The Medina Post

Throughout my many years as a legislator, I can say with certainty that the Ohio General Assembly has never faced a budget as challenging as this year's. Just like in Washington, if you increase spending, raise taxes, and irresponsibly spend billions of dollars in one-time resources, structural problems are going to occur. That's why the Ohio House Republicans made it a priority to fix the huge budget gap we inherited by finding innovative solutions that will lead to long-term stability for Ohio.

You might ask how we have fought to put Ohio on the right financial footing. Essentially, we worked very hard to get us out of the mess that was caused two years ago. We re-examined the size and scope of state government, we spent responsibly, and we did so without raising taxes on any Ohioan. We simply cannot afford to pay the government any more money.

But there's much more to the state operating budget than the nearly 5,000 pages of black ink and dollar signs it contains - this bill affects our everyday lives. For this reason, it's important that legislators like me hear from a variety of Ohioans, hold many meetings and work a lot of long nights. We've made a conscious effort to ensure that this budget gets people back to work, attracts them to Ohio and helps them attain the knowledge they'll need to be successful.

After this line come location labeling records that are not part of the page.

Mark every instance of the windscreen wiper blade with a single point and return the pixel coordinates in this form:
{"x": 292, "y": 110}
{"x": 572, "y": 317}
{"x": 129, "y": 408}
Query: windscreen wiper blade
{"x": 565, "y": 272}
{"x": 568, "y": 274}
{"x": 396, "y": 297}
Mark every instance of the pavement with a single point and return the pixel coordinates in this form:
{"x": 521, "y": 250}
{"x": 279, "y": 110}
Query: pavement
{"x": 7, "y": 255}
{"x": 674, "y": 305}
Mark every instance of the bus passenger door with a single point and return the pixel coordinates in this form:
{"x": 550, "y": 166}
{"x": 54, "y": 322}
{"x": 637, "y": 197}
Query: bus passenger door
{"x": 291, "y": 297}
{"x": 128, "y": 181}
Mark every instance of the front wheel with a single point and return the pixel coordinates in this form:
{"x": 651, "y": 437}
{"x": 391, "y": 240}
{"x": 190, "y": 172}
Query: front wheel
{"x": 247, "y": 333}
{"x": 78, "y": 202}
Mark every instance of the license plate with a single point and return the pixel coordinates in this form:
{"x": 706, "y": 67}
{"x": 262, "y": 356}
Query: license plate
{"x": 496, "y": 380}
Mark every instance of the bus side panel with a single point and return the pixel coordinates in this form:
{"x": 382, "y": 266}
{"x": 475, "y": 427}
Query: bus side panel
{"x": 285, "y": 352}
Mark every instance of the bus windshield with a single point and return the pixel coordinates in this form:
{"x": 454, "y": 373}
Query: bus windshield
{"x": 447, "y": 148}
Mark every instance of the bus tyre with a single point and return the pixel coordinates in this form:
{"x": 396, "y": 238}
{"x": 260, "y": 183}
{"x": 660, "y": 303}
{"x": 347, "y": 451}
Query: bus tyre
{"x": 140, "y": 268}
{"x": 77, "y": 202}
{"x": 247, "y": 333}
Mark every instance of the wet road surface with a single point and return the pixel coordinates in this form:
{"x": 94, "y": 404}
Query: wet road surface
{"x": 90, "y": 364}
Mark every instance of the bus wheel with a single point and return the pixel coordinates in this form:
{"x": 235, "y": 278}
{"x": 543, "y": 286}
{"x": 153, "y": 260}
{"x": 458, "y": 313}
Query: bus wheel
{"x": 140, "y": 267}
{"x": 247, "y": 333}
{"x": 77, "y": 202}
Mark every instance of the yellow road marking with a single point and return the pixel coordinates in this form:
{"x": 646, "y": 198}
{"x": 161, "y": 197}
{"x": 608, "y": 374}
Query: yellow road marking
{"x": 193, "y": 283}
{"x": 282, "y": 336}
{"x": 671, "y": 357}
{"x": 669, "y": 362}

Perhaps nothing affects the future stability of a state as much as the education of its young people. With so many troubled school districts in Ohio, maintaining our commitment to a quality education is vital. This includes having a significant expansion of options for parents regarding which schools their children can attend. While there are many parties that have a preference one way or another as far as what language the budget includes on a topic such as charter schools, the sole authority for what goes in the bill lies with the legislators who carefully ponder what is beneficial for Ohio's students. Additionally, the General Assembly has been able to gradually increase funding for the many schools we have throughout the state in each revised version of the budget legislation.

At a time when Ohioans are struggling to make ends meet, it's necessary to make sure that more Ohioans have access to our state's higher education institutions as well. For this reason, we have fought to keep tuition down at a more affordable level by capping the annual increases at 3.5 percent. Additionally, we included a provision so that our state's high school graduates who leave Ohio can return within a set time frame in order to receive in-state tuition. Investing in higher education is crucial, and that is much of the reason why the House budget proposal has had the support of The Ohio State University President E. Gordon Gee.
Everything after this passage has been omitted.